Good morning everybody! This is your Wake Up Workout. It’s five minutes and you could do it. Try to do it every day of the month. Each month I’ll be doing new workouts for you, so let’s begin. Inhale up and exhale out. Just loosen up those shoulders. Good morning, that’s it. Just to loosen up, get the energy flowing through the body, give you a wonderful way to start your day, stretch your arms all the way back. Smile we’ll wake up happy every morning, loosen up with me. You’ll love it. You’ll feel great. It’s all you need. Soon as you get up, get out of bed, get on those sneakers, exercise wear and move. That’s the whole idea and stretch side to side. You could even do these exercises right out of bed, simple and easy, working a little waistline right now. Stretch it out, stretch side to side, working on the sides of the waist.
That’s it. Two more, just like that, and let’s go forward a little ease into the day, stretch side to side reach for those inner knees. That’s it. Stretch it out. You’re doing great. Smile. You can have a great day to day. Sure. Starting off healthy, doing something good for you. That’s the whole idea. It’s a mindset gets you in the mood to eat better, to move more today, to feel good, improve the attitude. Okay, now let’s just hold it there. Twist, twist, twist. Feel the stretch in the spine, so good for our spine, our back end to the other side. Stretch. Oh, doesn’t that feel great in the morning, hold that stretch. Beautiful, and let’s turn to the side and let’s begin a little toning for their legs. Each day we’re going to firm up our legs, our tummy, and our arms. That’s it. Target tone, firm up.

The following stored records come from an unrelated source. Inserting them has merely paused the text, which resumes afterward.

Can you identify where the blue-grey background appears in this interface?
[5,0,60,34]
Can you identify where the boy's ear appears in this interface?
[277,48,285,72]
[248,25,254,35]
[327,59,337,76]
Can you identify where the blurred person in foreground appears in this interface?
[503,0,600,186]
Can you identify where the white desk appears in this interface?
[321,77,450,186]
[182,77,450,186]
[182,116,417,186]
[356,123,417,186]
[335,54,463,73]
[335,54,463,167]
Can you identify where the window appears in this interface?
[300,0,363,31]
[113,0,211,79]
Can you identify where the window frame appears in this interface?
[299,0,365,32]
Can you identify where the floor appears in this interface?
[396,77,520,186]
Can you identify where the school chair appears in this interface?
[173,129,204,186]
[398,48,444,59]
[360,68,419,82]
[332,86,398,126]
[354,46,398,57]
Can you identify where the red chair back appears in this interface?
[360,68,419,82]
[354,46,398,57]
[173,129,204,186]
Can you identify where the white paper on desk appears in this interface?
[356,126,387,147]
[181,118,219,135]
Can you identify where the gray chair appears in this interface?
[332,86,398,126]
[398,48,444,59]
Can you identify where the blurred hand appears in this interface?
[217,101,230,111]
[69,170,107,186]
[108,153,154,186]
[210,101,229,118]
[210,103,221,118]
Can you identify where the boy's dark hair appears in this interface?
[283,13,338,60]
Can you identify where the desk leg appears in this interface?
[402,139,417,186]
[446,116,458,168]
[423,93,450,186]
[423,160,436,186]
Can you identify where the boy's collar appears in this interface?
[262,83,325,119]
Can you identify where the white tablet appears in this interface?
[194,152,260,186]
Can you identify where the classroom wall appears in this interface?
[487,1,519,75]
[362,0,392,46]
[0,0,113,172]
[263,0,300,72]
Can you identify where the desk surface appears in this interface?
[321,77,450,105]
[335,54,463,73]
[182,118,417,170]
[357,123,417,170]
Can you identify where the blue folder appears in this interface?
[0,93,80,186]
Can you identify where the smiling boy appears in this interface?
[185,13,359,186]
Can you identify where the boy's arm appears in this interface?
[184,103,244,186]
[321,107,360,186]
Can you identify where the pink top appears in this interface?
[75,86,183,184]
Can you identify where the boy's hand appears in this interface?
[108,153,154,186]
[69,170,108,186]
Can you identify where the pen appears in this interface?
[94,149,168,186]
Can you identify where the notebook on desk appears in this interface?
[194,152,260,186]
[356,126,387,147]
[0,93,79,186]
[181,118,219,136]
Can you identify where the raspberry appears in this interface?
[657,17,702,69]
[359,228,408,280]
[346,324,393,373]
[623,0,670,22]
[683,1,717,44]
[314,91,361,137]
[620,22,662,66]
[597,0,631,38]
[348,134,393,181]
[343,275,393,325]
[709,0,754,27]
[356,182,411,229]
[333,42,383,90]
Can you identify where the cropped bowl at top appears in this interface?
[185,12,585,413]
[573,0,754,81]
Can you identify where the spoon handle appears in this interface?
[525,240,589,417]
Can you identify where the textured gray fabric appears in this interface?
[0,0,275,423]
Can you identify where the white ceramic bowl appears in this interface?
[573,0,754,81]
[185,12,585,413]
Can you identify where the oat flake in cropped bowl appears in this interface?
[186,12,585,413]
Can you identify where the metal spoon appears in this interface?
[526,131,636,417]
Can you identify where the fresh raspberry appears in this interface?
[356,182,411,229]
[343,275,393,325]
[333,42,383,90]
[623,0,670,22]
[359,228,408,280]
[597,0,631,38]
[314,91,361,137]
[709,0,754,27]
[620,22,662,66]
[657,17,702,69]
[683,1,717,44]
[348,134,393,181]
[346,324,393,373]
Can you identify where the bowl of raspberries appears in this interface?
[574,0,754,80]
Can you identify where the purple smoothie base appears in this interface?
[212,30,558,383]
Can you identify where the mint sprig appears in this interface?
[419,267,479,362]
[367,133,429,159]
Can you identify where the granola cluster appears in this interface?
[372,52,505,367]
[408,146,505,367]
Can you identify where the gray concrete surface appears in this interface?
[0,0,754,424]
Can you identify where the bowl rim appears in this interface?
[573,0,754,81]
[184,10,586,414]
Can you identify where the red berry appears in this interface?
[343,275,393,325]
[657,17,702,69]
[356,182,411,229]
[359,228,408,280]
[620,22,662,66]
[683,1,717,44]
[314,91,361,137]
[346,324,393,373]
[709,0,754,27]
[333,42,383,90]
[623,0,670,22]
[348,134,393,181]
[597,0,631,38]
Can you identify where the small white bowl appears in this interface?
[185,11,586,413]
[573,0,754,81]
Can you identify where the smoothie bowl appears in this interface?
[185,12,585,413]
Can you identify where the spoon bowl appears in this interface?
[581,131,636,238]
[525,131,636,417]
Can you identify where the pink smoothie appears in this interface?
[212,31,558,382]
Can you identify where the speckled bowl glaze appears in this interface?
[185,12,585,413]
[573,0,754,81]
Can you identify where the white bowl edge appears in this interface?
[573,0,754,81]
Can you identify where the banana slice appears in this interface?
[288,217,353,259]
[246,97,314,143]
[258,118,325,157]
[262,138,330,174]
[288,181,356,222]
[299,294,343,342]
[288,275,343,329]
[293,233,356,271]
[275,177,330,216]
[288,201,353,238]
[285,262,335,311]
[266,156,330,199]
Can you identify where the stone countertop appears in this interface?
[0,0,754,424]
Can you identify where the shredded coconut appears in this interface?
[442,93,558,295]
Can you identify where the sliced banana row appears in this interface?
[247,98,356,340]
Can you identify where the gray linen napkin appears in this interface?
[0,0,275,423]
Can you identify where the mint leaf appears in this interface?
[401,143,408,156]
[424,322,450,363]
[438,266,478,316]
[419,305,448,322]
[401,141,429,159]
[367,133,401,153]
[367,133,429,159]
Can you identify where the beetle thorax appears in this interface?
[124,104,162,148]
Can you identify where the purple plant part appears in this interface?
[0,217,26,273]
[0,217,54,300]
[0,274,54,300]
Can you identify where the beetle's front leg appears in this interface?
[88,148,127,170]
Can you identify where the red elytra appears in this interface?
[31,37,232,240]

Really feel those muscles working. That’s it. We got two more. Last one. Beautiful. Now hold it there. Hold it. Hold it. Stomach is in back is strong and straight. That’s it. Hold it and release a great hip flexor. Let’s go to the other side. Take it down and up. toning your hips, thighs and buttocks from and stretch at the same time. That’s it. Target toning those muscles. They work miracles on our metabolism. It gets you motivated for the day, the energy is flowing and you feel so good. Last one, we hold it for a great hip flexor stretch. So important in the morning. That’s it. Can You hold your body upright? Back is strong and straight. Squeeze the buttocks a little. That’s it. And release. Oh, let’s take it down for the buttocks. Now, just mini squats. Morning squats. Make it easy into your day. Feeling good.
That’s it. Put a smile on your face all day. Walk into that room, healthy, happy. That’s the whole idea. Every day. Make a great mindset to be positive, to be optimistic. This is working, that tushy to lift that rear end. Last one, hold it, hold it. Hold it. Beautiful. Back is strong and strict. Great. Hold it, hold it, and release. Let’s do some ab workout. Stretch to the side and pull for the size of the waistline. Now we’re target toning through the core muscles, the center of your whole body. So important. Every day to do something for those abs. They keep your spine healthy. That’s it. We got two more is a little mini wakeup workout. Oh, okay. Let’s go to the other side. Reach up, pull. That’s it. Just pull work in the size of the waistline, cinch in that waistline. Great you guys. I’m proud of you.
That’s it. Two more. Last one. Okay. Back is strong and straight. Think about good posture. Bring your knees towards you. It’s all about those lower abs. That’s it. Back is strong. Feel good posture in the morning. That’s it. Set it right there for the day. Stomach in back is strong and straight. Knees or lifting. That’s great. Now can you place your hands behind you? Hold it up. That’s it. Suck in the gut. Great workout. Lift up higher now. Double it up by twisting. Now you’re working the waistline and the lower tummy. That’s it. Come on, work at tone, shape, and sculpt. That’s one. Okay. Deep breath. Inhale, bring in the oxygen. Exhale out any stress. Go and make it a great day. Love you guys.